Your manifold nuts would have been cadmium from the Factory.
Modern reproductions have had a funny green tinge lately, and one set that arrived unpackaged I swore was zinc. Then an identical set from Colony arrived, still labelled as cad.
So if you want an authentic finish and want it to age appropriately, you must go the extra mile and have your own finishers plate your hardware.
(If anyone knows a plentiful source of top quality cad manifold nuts for H-Ds, let us know!)
As far as the body finish of H-D Linkerts, enamelled black is dictated. Drippy black is what I have found on unrestored units, but they weren't H-Ds.
Your manifold matched the nuts with the same plating.
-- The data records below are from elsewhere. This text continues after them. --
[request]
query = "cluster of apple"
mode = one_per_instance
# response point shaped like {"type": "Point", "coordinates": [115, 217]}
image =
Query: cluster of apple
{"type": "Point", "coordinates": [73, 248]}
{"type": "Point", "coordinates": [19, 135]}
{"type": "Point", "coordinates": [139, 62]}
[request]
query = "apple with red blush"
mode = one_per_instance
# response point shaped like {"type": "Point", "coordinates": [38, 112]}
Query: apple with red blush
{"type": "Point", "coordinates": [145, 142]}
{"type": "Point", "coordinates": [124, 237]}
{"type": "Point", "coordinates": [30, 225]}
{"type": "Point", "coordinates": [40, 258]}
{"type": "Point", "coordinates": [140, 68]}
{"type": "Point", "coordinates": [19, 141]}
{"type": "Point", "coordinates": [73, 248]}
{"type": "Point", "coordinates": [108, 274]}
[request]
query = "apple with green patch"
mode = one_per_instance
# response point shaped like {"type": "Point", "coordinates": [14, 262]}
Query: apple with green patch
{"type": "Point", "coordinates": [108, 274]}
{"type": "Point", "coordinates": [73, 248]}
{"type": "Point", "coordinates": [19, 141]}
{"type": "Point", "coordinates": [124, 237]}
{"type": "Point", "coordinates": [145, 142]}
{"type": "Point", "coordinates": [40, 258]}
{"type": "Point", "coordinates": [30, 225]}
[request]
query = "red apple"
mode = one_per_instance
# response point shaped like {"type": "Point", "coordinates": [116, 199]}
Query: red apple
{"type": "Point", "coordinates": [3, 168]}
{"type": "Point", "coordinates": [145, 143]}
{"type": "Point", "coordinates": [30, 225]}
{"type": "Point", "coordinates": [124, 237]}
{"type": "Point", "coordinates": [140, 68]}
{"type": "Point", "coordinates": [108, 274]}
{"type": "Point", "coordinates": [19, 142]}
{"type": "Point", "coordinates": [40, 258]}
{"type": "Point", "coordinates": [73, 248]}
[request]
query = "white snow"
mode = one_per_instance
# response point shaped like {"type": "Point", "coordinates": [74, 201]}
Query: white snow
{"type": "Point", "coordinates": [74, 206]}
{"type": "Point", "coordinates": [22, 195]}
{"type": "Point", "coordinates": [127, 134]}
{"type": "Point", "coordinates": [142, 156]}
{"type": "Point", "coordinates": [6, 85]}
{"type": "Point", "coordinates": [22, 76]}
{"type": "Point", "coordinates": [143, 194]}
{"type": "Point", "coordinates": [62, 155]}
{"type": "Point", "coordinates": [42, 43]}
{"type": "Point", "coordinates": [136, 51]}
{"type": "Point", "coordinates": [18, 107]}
If I am to recondition the manifold, please do not have it plated beforehand!
Beware! The spigots of WR/K are comparatively thin and and most prone to distortion form overtorquing, or just falling down upon them. I routinely must attempt to swage each spigot back to a reasonable outside diameter before I then lathe-cut it back to true-and-round. This takes and extra ten minutes ($10).
Lathe-cutting the spigots true is twenty minutes, same as a T unit. Grinding the flange to flat is five. Any blast prep is another five. As a courtesy I prep the manifold with a gas-proof isocyanate urethane that closely mimics cad (or add bronze powder to simulate nickle as needed.) It will inhibit rust but not plating.
Then, after all that, I can custom-fit a pair of PEEK seals for $60.
Return shipping in the USA averages $8.50; I cut on Sundays and ship on Mondays.
I thank our host for allowing this shameless self-promotion.
OH yeah PS:
Chromed units are scrap. Don't send them unless you can endure a stiff penalty.